The performance of modern computers improves very fast. Database technology, however, is not yet able to fully profit from these vast hardware improvements. Marcin Zukowski of the Centrum Wiskunde & Informatica (CWI) in Amsterdam designed new methods for data processing, implemented in the MonetDB/X100 system. These methods allow to improve the performance of database systems by a factor 10 or more. Zukowski will defend his PhD thesis ‘Balancing Vectorized Query Execution with Bandwidth-Optimized Storage’ on September 11, 2009 at the University of Amsterdam. His research forms the basis for the CWI spin-off company VectorWise, where Zukowski is currently employed. This company was recently in the news for its collaboration with Ingres Corporation, a leading open-source database vendor.

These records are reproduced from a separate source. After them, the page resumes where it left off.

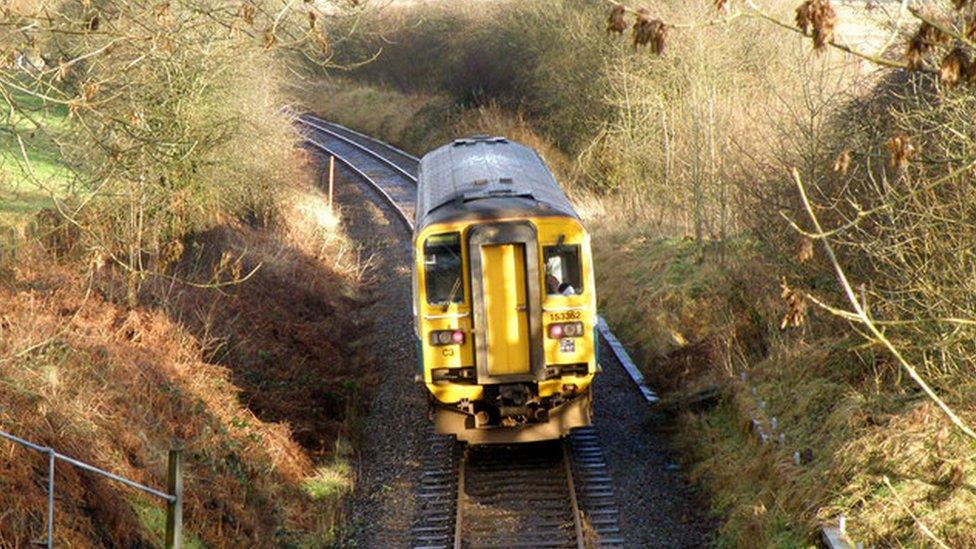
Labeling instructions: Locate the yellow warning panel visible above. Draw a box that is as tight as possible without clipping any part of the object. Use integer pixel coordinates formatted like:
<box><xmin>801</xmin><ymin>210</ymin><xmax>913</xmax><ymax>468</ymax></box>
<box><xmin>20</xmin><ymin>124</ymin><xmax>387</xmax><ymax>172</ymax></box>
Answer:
<box><xmin>481</xmin><ymin>244</ymin><xmax>532</xmax><ymax>376</ymax></box>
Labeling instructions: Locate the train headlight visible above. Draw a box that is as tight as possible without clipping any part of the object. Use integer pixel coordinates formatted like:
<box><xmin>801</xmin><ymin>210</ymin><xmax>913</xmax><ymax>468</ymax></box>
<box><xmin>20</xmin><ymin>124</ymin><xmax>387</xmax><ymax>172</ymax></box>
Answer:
<box><xmin>549</xmin><ymin>322</ymin><xmax>583</xmax><ymax>339</ymax></box>
<box><xmin>429</xmin><ymin>330</ymin><xmax>464</xmax><ymax>346</ymax></box>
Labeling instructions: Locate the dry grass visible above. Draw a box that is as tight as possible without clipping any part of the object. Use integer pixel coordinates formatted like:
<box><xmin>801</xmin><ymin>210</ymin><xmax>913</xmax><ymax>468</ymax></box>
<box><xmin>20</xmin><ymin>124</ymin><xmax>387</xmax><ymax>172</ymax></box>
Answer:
<box><xmin>593</xmin><ymin>219</ymin><xmax>976</xmax><ymax>547</ymax></box>
<box><xmin>0</xmin><ymin>167</ymin><xmax>370</xmax><ymax>547</ymax></box>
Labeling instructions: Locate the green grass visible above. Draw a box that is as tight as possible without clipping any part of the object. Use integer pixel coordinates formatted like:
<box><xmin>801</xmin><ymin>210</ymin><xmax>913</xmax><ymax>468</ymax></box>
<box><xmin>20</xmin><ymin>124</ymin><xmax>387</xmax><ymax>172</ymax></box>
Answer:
<box><xmin>0</xmin><ymin>87</ymin><xmax>70</xmax><ymax>227</ymax></box>
<box><xmin>132</xmin><ymin>500</ymin><xmax>207</xmax><ymax>549</ymax></box>
<box><xmin>302</xmin><ymin>456</ymin><xmax>353</xmax><ymax>501</ymax></box>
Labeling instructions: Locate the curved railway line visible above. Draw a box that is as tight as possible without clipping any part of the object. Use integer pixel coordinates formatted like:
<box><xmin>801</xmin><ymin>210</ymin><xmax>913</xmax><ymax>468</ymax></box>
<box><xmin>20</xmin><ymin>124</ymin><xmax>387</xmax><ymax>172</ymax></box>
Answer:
<box><xmin>298</xmin><ymin>115</ymin><xmax>624</xmax><ymax>548</ymax></box>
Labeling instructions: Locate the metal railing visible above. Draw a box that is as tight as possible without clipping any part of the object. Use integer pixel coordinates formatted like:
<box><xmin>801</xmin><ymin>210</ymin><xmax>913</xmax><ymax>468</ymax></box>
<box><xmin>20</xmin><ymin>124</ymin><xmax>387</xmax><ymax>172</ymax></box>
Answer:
<box><xmin>0</xmin><ymin>431</ymin><xmax>183</xmax><ymax>549</ymax></box>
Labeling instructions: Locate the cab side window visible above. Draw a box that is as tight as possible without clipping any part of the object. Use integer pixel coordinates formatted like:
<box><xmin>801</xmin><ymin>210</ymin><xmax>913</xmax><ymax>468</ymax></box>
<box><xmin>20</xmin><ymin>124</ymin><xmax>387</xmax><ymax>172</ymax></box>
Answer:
<box><xmin>542</xmin><ymin>244</ymin><xmax>583</xmax><ymax>295</ymax></box>
<box><xmin>424</xmin><ymin>233</ymin><xmax>464</xmax><ymax>305</ymax></box>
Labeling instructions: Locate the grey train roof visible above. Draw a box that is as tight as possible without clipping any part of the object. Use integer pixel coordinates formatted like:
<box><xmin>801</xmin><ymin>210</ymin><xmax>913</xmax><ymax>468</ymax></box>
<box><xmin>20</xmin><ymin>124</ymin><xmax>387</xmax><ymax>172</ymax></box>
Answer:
<box><xmin>416</xmin><ymin>137</ymin><xmax>579</xmax><ymax>232</ymax></box>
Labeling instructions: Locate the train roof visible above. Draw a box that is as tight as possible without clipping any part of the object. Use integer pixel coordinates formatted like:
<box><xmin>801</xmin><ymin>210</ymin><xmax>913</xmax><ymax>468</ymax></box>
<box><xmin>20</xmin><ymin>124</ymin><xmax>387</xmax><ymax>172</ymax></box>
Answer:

Modern database systems can be used for, e.g. credit card analysis, studying billions of customer data from large retail chains (data mining), or processing call data at telephone companies. However, databases are not deployed in certain areas because they are too slow. In these cases specialized systems are typically employed. Marcin Zukowski now designed a general method that is not only beneficial to existing database applications, but also, thanks to its greatly improved performance, allows for the use of database technology in new areas. One example is searching for keywords in large amounts of unstructured information, like in? information retrieval.
Bottles and crates
The core component of the system proposed by Zukowski is a new approach to data processing, called “ vectorized in-cache execution model”. This removes overheads in the software when processing data. "Compare it to buying beers for a party," says the CWI researcher. "Someone can get a bottle of beer in the store, put it in the fridge at home and then go to the store again and again, carrying one bottle each time. What we do can be compared to someone who fetches two crates of beer in one go. That is much more efficient." To achieve this, he proposes modifications to the pipelined operator model found in most databases. Benefits are improved scalability and the high performance of “bulk data processing”. "Benchmarks have shown that the performance increased by orders of magnitude, often by a factor of more than 100", Zukowski said. Controlling the data explosion is an important theme of CWI. This research is a good example.